飯塚:「湯あみ着」というのは、簡単に言うと「着たまま温泉に入るための衣類」です。一番のターゲットは、乳がんなどの手術で体に大きな傷ができてしまった方々です。そうした傷を隠すために着て入るものです。また、草津温泉の西の河原露天風呂にある混浴の時間帯や、宝川温泉のようなすべてが混浴になっている場所で着用したりもします。「隠して入る必要がある時」に、体を隠したままお風呂に入るためのものが湯あみ着です。
その「湯あみ着」の活動に至った経緯を教えてください。
飯塚:私が通っている共愛学園前橋国際大学で、「バーチャルカンパニー」という授業があったことがきっかけです。この授業のコンセプトが、「地域の人と協働して、社会問題を解決するような売れる商品を開発しよう」というものでした。私が所属している国際社会学部は、そうした地域社会と関わる授業が比較的多い環境なんです。私は1年次と2年次に履修しました。

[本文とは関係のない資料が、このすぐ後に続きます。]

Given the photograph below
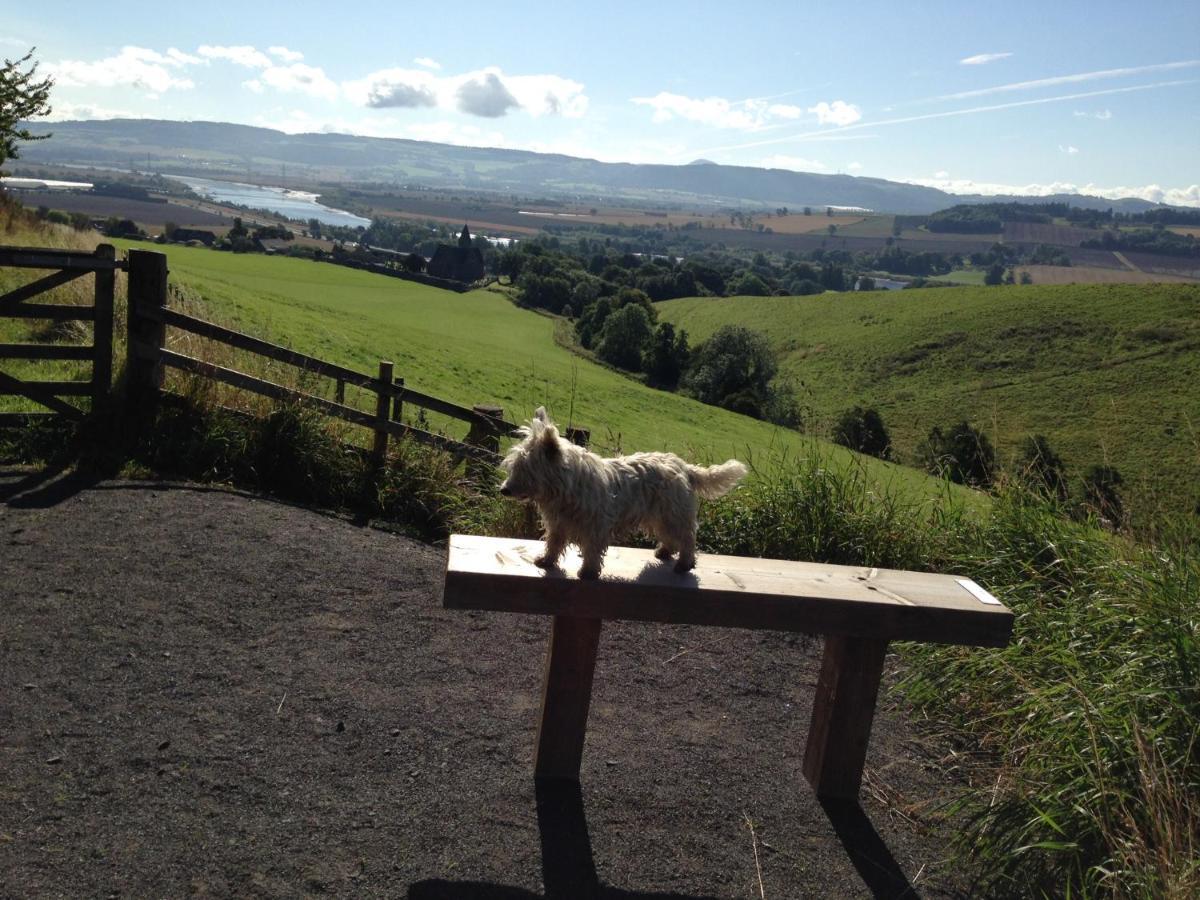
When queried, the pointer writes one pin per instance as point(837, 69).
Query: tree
point(624, 337)
point(863, 431)
point(666, 357)
point(732, 369)
point(963, 454)
point(1101, 493)
point(1042, 468)
point(22, 97)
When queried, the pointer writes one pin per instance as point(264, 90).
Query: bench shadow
point(568, 867)
point(869, 855)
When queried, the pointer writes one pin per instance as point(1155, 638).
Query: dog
point(592, 502)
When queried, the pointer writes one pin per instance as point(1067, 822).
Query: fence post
point(383, 407)
point(484, 433)
point(102, 330)
point(148, 288)
point(397, 406)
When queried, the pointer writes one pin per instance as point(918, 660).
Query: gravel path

授業の一環から、実際の県の事業に関わることになったのですね。
飯塚:はい。そこで一昨年の2023年度にあった群馬県の「サウナ・スパ関連商品等開発支援事業」というものに参加させていただきました。地域の製造業の企業さんとチームを組み、「自分たちにできる社会課題の解決は何だろう」と調べ、話し合った時に、「温泉に入りたくても入れない人がいる」という課題に気がついたんです。そこから湯あみ着の開発が始まりました。

最初はどのような方に向けたものだったのでしょうか。
飯塚:作り始めた当初は、アトピーなど肌に悩みを持つ方向けに作っていました。でも、活動を続ける中でいろいろな繋がりが生まれまして。乳がん患者である藤井佳津枝さんという方と出会ったんです。その方は実際に乳がんで湯あみ着を使い、それを広める活動をされていました。その方と協働して1年間活動を続ける中で、視野がどんどん広がっていきました。
乳がんの方だけでなく、さらにターゲットが広がっていったのですか?
飯塚:そうです。乳がんの方だけでなく、外国人の方や、宗教的な理由で肌を露出できない方、ジェンダーの問題を抱えている方、あるいは単純に「裸になるのが恥ずかしい」という方も必要としているのではないかと考えるようになりました。ですので、今はターゲットを限定せず、「誰もが着られて、平等に温泉に入れるように」ということを目指して活動しています。
大学の授業からスタートしたプロジェクトですが、現在は学生団体として活動されているのですよね。
飯塚:はい。最初は授業のチームだったのですが、授業の枠組みから離れて「燈(とぼし)」という学生団体を立ち上げました。元々の群馬県の事業だったチームのプロジェクトとして、私たち学生が主体となりつつ、企業の皆さんやレース屋さん、構成をしてくださる方、マーケターとして仕掛けを作ってくれる方、そして先ほどお話しした乳がん患者の方などが協働するプロジェクトチームとして活動を続けています。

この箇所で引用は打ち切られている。